El caso avanzó en la Justicia con un planteo centrado en la responsabilidad del municipio por el mantenimiento y control del espacio público. Desde la defensa se argumentó que el hecho respondió a un fenómeno climático excepcional, encuadrado como caso fortuito. No obstante, el tribunal rechazó esa postura al considerar que no se acreditó que las ráfagas de viento fueran imprevisibles o inevitables, ni se presentaron pruebas meteorológicas concluyentes.
La sentencia encuadró lo ocurrido como una “falta de servicio”, al sostener que el Estado municipal tenía la obligación de garantizar condiciones de seguridad en estructuras ubicadas en la vía pública. En ese sentido, se remarcó que el hecho ocurrió en una arteria principal y de alta circulación, lo que exigía mayores controles preventivos.
Uno de los aspectos más relevantes del fallo fue la valoración de las pericias psicológicas. Mientras no se comprobó daño físico permanente, sí se acreditó un fuerte impacto emocional. La mujer fue diagnosticada con estrés postraumático, ansiedad y depresión, con síntomas como miedo persistente, alteraciones del sueño y recuerdos recurrentes del hecho.
En el caso del niño, los informes indicaron temor al viento, conductas de evitación, hipervigilancia y dificultades en su vida cotidiana, incluyendo la necesidad constante de compañía adulta y una afectación en su sensación de seguridad.

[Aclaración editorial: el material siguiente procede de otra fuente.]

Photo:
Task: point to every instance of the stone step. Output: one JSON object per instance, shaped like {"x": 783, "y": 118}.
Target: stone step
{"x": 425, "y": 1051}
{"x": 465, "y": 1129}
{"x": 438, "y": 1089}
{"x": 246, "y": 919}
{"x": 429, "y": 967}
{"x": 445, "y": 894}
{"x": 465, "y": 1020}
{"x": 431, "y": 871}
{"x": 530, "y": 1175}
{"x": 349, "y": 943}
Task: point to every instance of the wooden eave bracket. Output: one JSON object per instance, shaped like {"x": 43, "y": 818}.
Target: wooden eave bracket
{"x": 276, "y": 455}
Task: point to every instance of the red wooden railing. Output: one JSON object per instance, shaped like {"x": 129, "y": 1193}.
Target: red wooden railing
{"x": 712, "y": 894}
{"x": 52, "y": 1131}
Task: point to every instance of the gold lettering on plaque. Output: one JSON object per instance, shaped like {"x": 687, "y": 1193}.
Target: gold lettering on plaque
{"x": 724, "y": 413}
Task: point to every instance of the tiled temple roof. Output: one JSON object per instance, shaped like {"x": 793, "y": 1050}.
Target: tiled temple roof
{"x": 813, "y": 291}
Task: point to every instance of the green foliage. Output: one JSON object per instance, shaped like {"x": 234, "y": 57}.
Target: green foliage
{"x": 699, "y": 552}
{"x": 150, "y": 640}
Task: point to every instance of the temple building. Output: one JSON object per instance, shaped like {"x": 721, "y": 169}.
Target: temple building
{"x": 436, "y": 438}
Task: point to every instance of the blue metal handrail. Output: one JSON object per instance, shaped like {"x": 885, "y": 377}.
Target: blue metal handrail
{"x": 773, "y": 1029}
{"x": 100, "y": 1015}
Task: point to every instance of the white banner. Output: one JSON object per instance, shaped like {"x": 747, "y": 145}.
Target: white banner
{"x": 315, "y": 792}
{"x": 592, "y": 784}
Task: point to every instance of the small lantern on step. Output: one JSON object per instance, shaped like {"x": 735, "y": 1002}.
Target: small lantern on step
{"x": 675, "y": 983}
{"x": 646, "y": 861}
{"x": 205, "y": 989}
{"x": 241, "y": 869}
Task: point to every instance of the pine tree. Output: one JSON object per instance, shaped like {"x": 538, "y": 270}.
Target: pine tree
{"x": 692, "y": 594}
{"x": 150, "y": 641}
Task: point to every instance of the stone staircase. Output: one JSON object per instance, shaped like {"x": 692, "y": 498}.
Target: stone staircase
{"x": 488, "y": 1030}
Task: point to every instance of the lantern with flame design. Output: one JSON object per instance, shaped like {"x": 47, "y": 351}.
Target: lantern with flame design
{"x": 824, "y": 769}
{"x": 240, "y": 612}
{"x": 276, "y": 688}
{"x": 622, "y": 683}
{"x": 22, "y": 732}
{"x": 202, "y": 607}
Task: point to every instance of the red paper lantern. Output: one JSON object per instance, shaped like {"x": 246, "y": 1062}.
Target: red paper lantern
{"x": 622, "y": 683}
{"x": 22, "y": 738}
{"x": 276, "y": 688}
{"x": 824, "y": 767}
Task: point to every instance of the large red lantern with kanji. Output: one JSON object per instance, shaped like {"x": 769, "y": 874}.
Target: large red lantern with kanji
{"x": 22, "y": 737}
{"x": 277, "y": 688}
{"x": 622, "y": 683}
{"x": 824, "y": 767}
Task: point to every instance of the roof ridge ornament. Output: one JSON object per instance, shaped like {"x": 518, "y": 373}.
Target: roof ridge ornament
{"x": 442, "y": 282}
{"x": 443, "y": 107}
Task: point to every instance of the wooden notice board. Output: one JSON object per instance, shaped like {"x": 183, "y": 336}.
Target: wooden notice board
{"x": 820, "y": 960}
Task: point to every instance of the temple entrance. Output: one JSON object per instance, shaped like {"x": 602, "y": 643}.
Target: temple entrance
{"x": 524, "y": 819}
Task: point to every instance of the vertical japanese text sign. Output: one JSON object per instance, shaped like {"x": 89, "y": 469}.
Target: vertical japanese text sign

A partir de estos elementos, la Justicia resolvió otorgar una indemnización en la que el componente principal corresponde al daño extrapatrimonial, vinculado a las secuelas psicológicas. También se contemplaron los gastos derivados de tratamientos médicos y terapéuticos, mientras que se rechazaron los reclamos por incapacidad física permanente.
El fallo corresponde a una instancia de primera instancia y aún no se encuentra firme, por lo que puede ser apelado.